Surely no genre has weathered the ups and downs of Facebook gaming quite like the city building strategy hybrid. Just when we as players think it’s dead or that we’ve seen every possible variation of the template we could possibly see – boom – it returns to mock us for our lack of faith. Its resilience likely lies in the fact that these games are just so fun when all the elements work. Take Kingdom Knights. I jumped into this cartoony strategy game with apathy, but before I knew it, an hour had passed and I was still eager to see where it’d take me.

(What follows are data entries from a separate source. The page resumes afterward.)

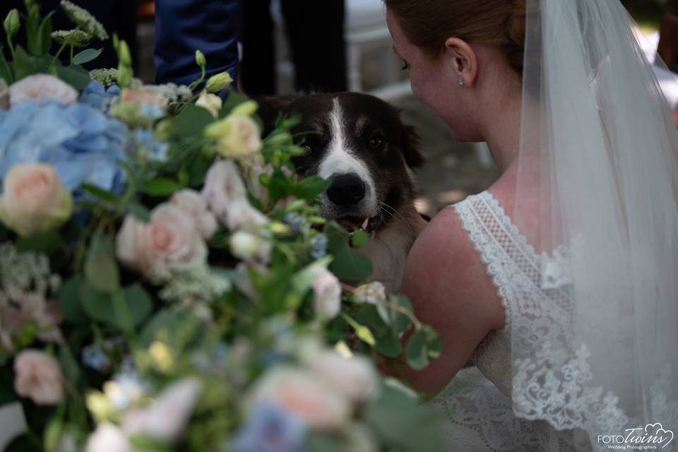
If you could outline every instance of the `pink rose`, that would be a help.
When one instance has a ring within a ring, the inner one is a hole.
[[[188,189],[181,190],[172,195],[170,202],[189,214],[203,238],[209,239],[214,235],[217,220],[208,210],[207,203],[199,193]]]
[[[133,452],[132,444],[119,428],[101,424],[87,440],[85,452]]]
[[[275,405],[316,429],[340,428],[350,414],[346,398],[305,369],[276,367],[259,380],[254,391],[253,405],[257,403]]]
[[[56,229],[71,218],[71,193],[50,165],[16,165],[5,177],[3,188],[0,220],[19,235]]]
[[[247,191],[238,168],[231,160],[212,165],[205,178],[203,198],[210,210],[231,230],[243,225],[266,225],[268,219],[247,201]]]
[[[56,405],[64,397],[59,362],[44,352],[23,350],[14,359],[14,390],[38,405]]]
[[[321,320],[331,320],[341,310],[341,284],[331,272],[323,270],[313,282],[313,305]]]
[[[207,258],[207,246],[193,219],[170,203],[153,209],[148,223],[125,217],[116,248],[121,262],[147,276],[189,268]]]
[[[64,105],[78,100],[78,91],[54,76],[37,73],[28,76],[9,87],[9,102],[12,107],[28,100],[44,103],[56,100]]]

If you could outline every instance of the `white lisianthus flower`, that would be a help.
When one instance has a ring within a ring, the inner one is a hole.
[[[28,76],[9,87],[9,103],[12,107],[28,100],[41,104],[47,100],[69,105],[78,100],[78,91],[66,82],[46,73]]]
[[[207,91],[200,93],[200,97],[196,101],[196,105],[202,107],[212,114],[215,119],[219,117],[219,110],[224,105],[221,97],[215,94],[210,94]]]
[[[217,152],[225,157],[244,158],[261,149],[259,126],[249,116],[230,114],[205,129],[205,136],[217,142]]]
[[[149,277],[192,268],[207,259],[207,246],[194,220],[168,203],[153,209],[148,223],[125,217],[116,252],[121,262]]]
[[[379,396],[376,371],[364,357],[344,357],[333,350],[323,350],[308,355],[306,362],[328,386],[354,402]]]
[[[279,367],[256,384],[251,405],[270,403],[299,416],[313,428],[333,430],[345,425],[350,415],[348,400],[333,391],[313,372]]]
[[[208,210],[207,203],[198,192],[189,189],[180,190],[172,196],[170,202],[189,214],[203,239],[214,235],[217,219]]]
[[[237,231],[231,236],[229,244],[233,255],[244,261],[263,264],[270,261],[270,242],[256,234]]]
[[[313,291],[316,315],[323,321],[336,317],[341,310],[341,284],[337,277],[323,270],[313,282]]]
[[[87,440],[86,452],[133,452],[127,437],[112,424],[101,424]]]
[[[40,350],[27,349],[14,359],[14,390],[37,405],[56,405],[64,398],[59,362]]]
[[[49,165],[22,163],[12,167],[3,183],[0,220],[25,237],[56,229],[73,213],[71,193]]]
[[[150,406],[129,411],[122,422],[129,435],[143,435],[161,441],[181,439],[201,391],[200,381],[186,378],[170,385]]]

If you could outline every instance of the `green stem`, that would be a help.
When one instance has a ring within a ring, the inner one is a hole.
[[[7,35],[7,46],[9,47],[9,53],[12,54],[12,61],[14,61],[16,59],[14,56],[14,44],[12,44],[12,37],[9,35]]]

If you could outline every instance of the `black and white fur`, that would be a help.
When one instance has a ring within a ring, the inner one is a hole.
[[[258,100],[269,130],[280,114],[301,120],[292,131],[300,134],[307,153],[295,157],[294,164],[301,174],[333,180],[319,197],[321,214],[347,229],[369,218],[371,239],[361,252],[372,261],[372,279],[397,291],[419,215],[411,170],[424,159],[414,128],[402,123],[394,107],[364,94]]]

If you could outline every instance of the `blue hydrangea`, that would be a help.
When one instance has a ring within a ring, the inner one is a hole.
[[[83,349],[83,364],[88,367],[102,372],[111,366],[111,360],[97,345],[88,345]]]
[[[23,102],[0,114],[0,179],[17,163],[40,162],[69,190],[87,182],[119,193],[127,146],[126,126],[90,105]]]
[[[99,82],[92,81],[80,95],[80,102],[97,109],[105,110],[105,101],[119,95],[120,88],[117,85],[113,85],[107,89]]]
[[[155,138],[150,129],[135,129],[133,132],[134,141],[139,150],[146,158],[154,162],[165,162],[167,160],[170,145]]]
[[[306,424],[299,417],[269,404],[254,407],[247,424],[234,439],[233,452],[299,452]]]

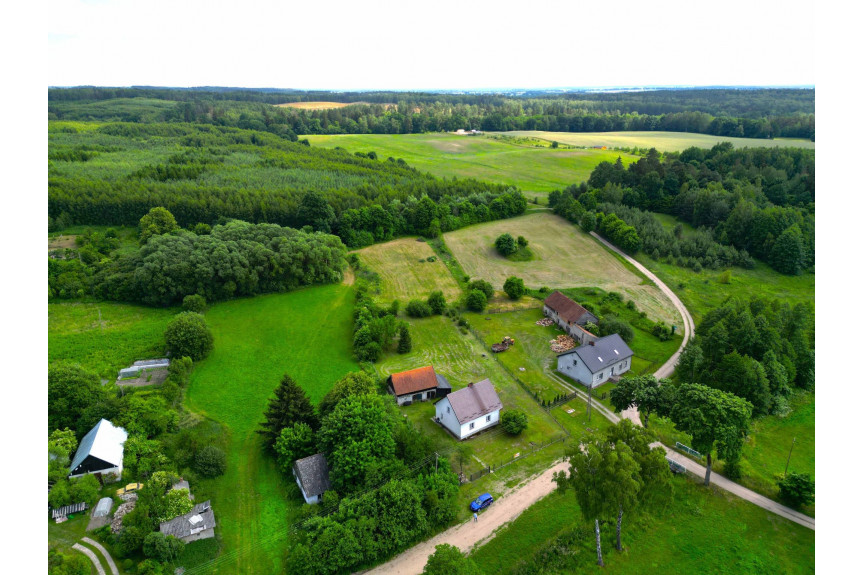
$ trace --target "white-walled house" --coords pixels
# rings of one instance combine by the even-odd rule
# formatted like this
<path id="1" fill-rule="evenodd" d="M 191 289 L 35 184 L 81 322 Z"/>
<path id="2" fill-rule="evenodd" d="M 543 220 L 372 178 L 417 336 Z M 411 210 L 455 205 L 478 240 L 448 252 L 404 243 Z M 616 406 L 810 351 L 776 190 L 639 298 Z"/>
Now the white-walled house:
<path id="1" fill-rule="evenodd" d="M 468 384 L 435 403 L 435 419 L 458 439 L 500 423 L 503 404 L 488 379 Z"/>
<path id="2" fill-rule="evenodd" d="M 125 429 L 114 426 L 107 419 L 99 420 L 78 444 L 69 466 L 69 477 L 93 474 L 105 481 L 119 479 L 123 474 L 123 445 L 126 438 L 128 434 Z"/>
<path id="3" fill-rule="evenodd" d="M 320 503 L 330 488 L 330 469 L 323 453 L 316 453 L 294 462 L 294 477 L 306 503 Z"/>
<path id="4" fill-rule="evenodd" d="M 632 367 L 635 355 L 614 333 L 557 356 L 557 371 L 587 387 L 602 385 Z"/>

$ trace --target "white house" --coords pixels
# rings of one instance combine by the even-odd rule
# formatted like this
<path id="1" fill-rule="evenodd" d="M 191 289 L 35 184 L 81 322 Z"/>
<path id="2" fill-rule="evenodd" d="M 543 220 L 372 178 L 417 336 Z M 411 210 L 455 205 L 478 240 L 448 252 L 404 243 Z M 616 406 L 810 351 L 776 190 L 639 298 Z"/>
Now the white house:
<path id="1" fill-rule="evenodd" d="M 69 477 L 81 477 L 92 473 L 97 478 L 114 481 L 123 473 L 123 445 L 128 434 L 122 427 L 115 427 L 102 419 L 78 444 Z"/>
<path id="2" fill-rule="evenodd" d="M 330 488 L 330 469 L 323 453 L 316 453 L 294 462 L 294 477 L 306 503 L 320 503 Z"/>
<path id="3" fill-rule="evenodd" d="M 503 404 L 491 381 L 468 384 L 435 403 L 435 419 L 459 439 L 500 423 Z"/>
<path id="4" fill-rule="evenodd" d="M 616 333 L 557 356 L 557 371 L 587 387 L 596 387 L 611 377 L 626 373 L 635 355 Z"/>

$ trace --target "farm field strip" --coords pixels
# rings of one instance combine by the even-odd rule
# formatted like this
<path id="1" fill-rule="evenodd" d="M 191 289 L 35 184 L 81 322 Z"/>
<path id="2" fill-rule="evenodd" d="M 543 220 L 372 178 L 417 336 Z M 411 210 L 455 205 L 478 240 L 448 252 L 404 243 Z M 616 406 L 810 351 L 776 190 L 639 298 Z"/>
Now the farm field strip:
<path id="1" fill-rule="evenodd" d="M 809 140 L 761 138 L 731 138 L 709 134 L 687 132 L 542 132 L 514 131 L 493 132 L 506 136 L 539 138 L 558 141 L 571 146 L 607 146 L 618 148 L 656 148 L 660 152 L 682 152 L 686 148 L 712 148 L 720 142 L 731 142 L 735 148 L 775 148 L 792 147 L 815 149 L 815 142 Z"/>

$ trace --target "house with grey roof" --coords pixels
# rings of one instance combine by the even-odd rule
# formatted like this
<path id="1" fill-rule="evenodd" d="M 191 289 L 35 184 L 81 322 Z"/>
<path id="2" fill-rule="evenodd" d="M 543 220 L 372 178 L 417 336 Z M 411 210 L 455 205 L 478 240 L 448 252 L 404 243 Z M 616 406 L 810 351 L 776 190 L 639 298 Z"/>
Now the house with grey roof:
<path id="1" fill-rule="evenodd" d="M 320 503 L 330 488 L 330 469 L 323 453 L 316 453 L 294 462 L 294 477 L 306 503 Z"/>
<path id="2" fill-rule="evenodd" d="M 215 529 L 216 516 L 213 515 L 209 500 L 198 503 L 185 515 L 159 524 L 159 531 L 163 535 L 173 535 L 186 543 L 214 537 Z"/>
<path id="3" fill-rule="evenodd" d="M 596 387 L 629 371 L 633 355 L 623 338 L 613 333 L 558 354 L 557 371 L 587 387 Z"/>
<path id="4" fill-rule="evenodd" d="M 435 420 L 458 439 L 500 423 L 503 404 L 487 378 L 470 383 L 435 403 Z"/>
<path id="5" fill-rule="evenodd" d="M 91 473 L 101 480 L 115 481 L 123 473 L 123 445 L 128 434 L 102 419 L 78 444 L 69 466 L 69 477 Z"/>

Don’t get me wrong: at heart, it’s little different than the swarms of other Facebook city builders you might have played. You toss up a few cabins, click on them multiple times to finish them, and then you throw up a few scattered farms and harvest their crops. After that, it’s all a matter of upgrading castles and lumber mills and enlisting various units from your barracks for use in battle.

Kingdom Knights

Yet even here it displays a charm that’s often missed in the genre’s serious examples. Kingdom Knights is awash in that peculiar style of anime that puts the dirty business of war in the hands of what looks like preschoolers, and the aesthetic works well with the limitations of Facebook as a gaming platform (alas, it’s busy enough to trigger some annoying load times, as well as lag on low-end computers). But other games have done much worse with the same limitations. Kingdom Knights is always a joy to look upon, with villages that evolve into the kind of Hobbiton-esque wonderlands that invite you to stay awhile. If you’re anything like me, you’ll get some quiet satisfaction out of seeing its boundaries flesh out.

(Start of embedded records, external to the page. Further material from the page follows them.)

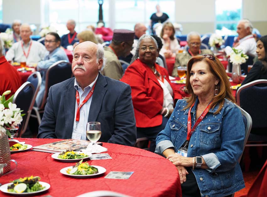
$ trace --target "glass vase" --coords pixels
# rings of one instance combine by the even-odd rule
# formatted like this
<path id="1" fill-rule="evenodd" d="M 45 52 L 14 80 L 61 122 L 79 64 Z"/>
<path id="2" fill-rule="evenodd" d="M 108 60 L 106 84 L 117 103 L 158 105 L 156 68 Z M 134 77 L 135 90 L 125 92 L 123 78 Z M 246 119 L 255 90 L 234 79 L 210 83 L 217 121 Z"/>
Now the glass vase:
<path id="1" fill-rule="evenodd" d="M 240 83 L 241 76 L 241 68 L 240 64 L 233 63 L 232 68 L 232 79 L 233 82 L 237 83 Z"/>

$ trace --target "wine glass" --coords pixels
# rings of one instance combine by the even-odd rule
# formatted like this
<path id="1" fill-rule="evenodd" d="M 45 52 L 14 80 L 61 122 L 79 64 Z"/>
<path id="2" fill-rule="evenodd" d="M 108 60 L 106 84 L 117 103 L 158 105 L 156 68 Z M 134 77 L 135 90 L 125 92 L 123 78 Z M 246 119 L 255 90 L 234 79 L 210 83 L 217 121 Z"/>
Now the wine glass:
<path id="1" fill-rule="evenodd" d="M 101 126 L 98 122 L 87 123 L 86 127 L 86 136 L 93 143 L 93 149 L 95 149 L 95 143 L 101 136 Z"/>
<path id="2" fill-rule="evenodd" d="M 14 139 L 14 136 L 19 131 L 19 127 L 15 127 L 14 128 L 13 127 L 7 128 L 7 129 L 9 131 L 9 133 L 10 133 L 10 139 Z"/>

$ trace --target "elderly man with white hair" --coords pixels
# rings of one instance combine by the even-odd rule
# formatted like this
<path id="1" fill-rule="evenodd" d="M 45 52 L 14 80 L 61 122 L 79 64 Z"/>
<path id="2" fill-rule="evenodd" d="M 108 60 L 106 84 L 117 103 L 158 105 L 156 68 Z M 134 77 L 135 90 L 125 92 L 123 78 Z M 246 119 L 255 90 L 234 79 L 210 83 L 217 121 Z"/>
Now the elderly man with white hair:
<path id="1" fill-rule="evenodd" d="M 72 66 L 75 77 L 50 88 L 38 138 L 86 140 L 87 122 L 98 122 L 99 141 L 134 145 L 131 88 L 100 73 L 104 54 L 101 46 L 90 41 L 75 48 Z"/>
<path id="2" fill-rule="evenodd" d="M 245 64 L 241 65 L 241 69 L 243 70 L 245 74 L 248 72 L 248 65 L 253 64 L 253 59 L 257 55 L 257 43 L 252 34 L 253 27 L 251 23 L 247 19 L 239 21 L 237 27 L 237 32 L 238 37 L 234 43 L 233 47 L 238 49 L 242 49 L 243 53 L 248 56 L 249 59 Z M 232 51 L 229 46 L 225 48 L 225 53 L 229 55 Z M 232 70 L 232 66 L 230 70 Z"/>
<path id="3" fill-rule="evenodd" d="M 79 41 L 77 38 L 77 33 L 75 30 L 76 23 L 74 20 L 68 20 L 66 26 L 69 32 L 61 37 L 61 46 L 65 48 L 67 48 L 68 46 L 73 46 L 75 43 Z"/>
<path id="4" fill-rule="evenodd" d="M 47 51 L 39 42 L 32 40 L 30 36 L 32 32 L 30 25 L 23 24 L 20 29 L 21 40 L 13 44 L 7 52 L 8 61 L 26 62 L 27 65 L 37 63 L 44 59 Z"/>
<path id="5" fill-rule="evenodd" d="M 210 49 L 200 49 L 201 40 L 200 34 L 195 32 L 191 32 L 187 34 L 186 41 L 188 45 L 188 50 L 186 53 L 177 53 L 175 57 L 175 63 L 172 70 L 172 76 L 177 77 L 177 67 L 182 66 L 186 67 L 189 60 L 196 55 L 206 53 L 213 54 Z"/>

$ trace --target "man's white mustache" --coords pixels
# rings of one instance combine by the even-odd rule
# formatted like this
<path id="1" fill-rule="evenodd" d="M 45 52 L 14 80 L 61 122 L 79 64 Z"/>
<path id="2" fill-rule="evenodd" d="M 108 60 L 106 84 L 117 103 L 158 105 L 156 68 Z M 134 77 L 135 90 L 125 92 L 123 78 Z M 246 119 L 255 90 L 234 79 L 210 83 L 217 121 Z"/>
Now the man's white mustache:
<path id="1" fill-rule="evenodd" d="M 77 64 L 74 67 L 74 68 L 73 68 L 73 71 L 74 71 L 77 68 L 80 68 L 81 69 L 82 69 L 85 71 L 86 72 L 86 68 L 85 68 L 85 67 L 83 66 L 81 66 L 81 65 L 78 65 Z"/>

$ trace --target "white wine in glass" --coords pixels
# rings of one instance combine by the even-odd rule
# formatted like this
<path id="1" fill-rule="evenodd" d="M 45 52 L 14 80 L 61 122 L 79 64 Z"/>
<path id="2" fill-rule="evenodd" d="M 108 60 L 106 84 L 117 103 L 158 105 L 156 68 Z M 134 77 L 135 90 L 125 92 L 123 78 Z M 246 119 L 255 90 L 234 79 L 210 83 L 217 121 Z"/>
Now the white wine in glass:
<path id="1" fill-rule="evenodd" d="M 86 136 L 93 143 L 93 148 L 95 149 L 95 143 L 101 137 L 101 126 L 98 122 L 90 122 L 86 125 Z"/>

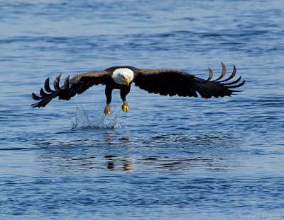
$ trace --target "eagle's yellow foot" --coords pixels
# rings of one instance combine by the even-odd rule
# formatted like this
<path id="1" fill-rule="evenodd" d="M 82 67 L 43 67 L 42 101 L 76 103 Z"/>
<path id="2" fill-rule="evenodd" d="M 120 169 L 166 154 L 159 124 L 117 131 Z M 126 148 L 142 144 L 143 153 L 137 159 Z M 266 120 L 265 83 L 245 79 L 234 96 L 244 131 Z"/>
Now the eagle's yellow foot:
<path id="1" fill-rule="evenodd" d="M 124 102 L 124 105 L 122 105 L 122 110 L 124 112 L 126 112 L 129 110 L 129 105 L 127 105 L 126 102 Z"/>
<path id="2" fill-rule="evenodd" d="M 111 114 L 111 108 L 109 107 L 109 104 L 106 104 L 106 108 L 104 108 L 104 115 L 110 115 Z"/>

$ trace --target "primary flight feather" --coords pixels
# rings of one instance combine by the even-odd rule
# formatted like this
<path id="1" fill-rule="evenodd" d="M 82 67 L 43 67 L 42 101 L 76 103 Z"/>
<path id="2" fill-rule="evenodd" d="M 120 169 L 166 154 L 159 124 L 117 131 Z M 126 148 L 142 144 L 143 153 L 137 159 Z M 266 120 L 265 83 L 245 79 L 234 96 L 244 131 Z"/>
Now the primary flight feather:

Now about those battles. City building for the sake of combat isn’t that uncommon these days (I most recently enjoyed War of Mercenaries’ take on it), but something about the sight of the little army you’ve created rushing into battle, destroying their foes, and lifting their swords in victory grants the largely automated proceedings with a rush that drives you to learn the next bit of story. Victory largely hinges on how full your morale meter is and your troops’ general composition, but Kingdom Knights handles this predictable formula in such a way that’s it’s always fun to watch the battles unfold. Even the lightweight story that envelops all this manages to engage in a predictable “Facebook fantasy narrative” kind of way.

Kingdom Knights

Oddly, that narrative reveals one of Kingdom Knight’s shortcomings. This isn’t a PvP game by any means; rather, you simply run through the campaigns and make daily visits to the villages of your Facebook friends when you need more gold or supplies. In other words, its social design isn’t terribly different from that of Farmville’s. Perhaps I’ve merely been spoiled by all the new games that spice up this well-worn template with a city defense component in the vein of Backyard Monsters, but nevertheless I found that Kingdom Knight’s approach to battle made me reluctant to come back for more.

But I did come back, mind you, more so to develop my cozy little town than to engage the enemy in battle, although I should add that the campaigns’ very existence ensured that I felt as though I was always preparing for a coming storm. And then there’d come a moment when I’d look over my little city and I’d realize that I wouldn’t mind fighting to defend such a town, and so I’d lead my troops into the battles, which always seemed available when I was prepared for them the most. Sometimes – just sometimes – I found myself believing that the little guys on the screen were fighting out of the same sense of affection. And when a social game manages to give you that feeling, be it derivative or not, you know it’s doing something right.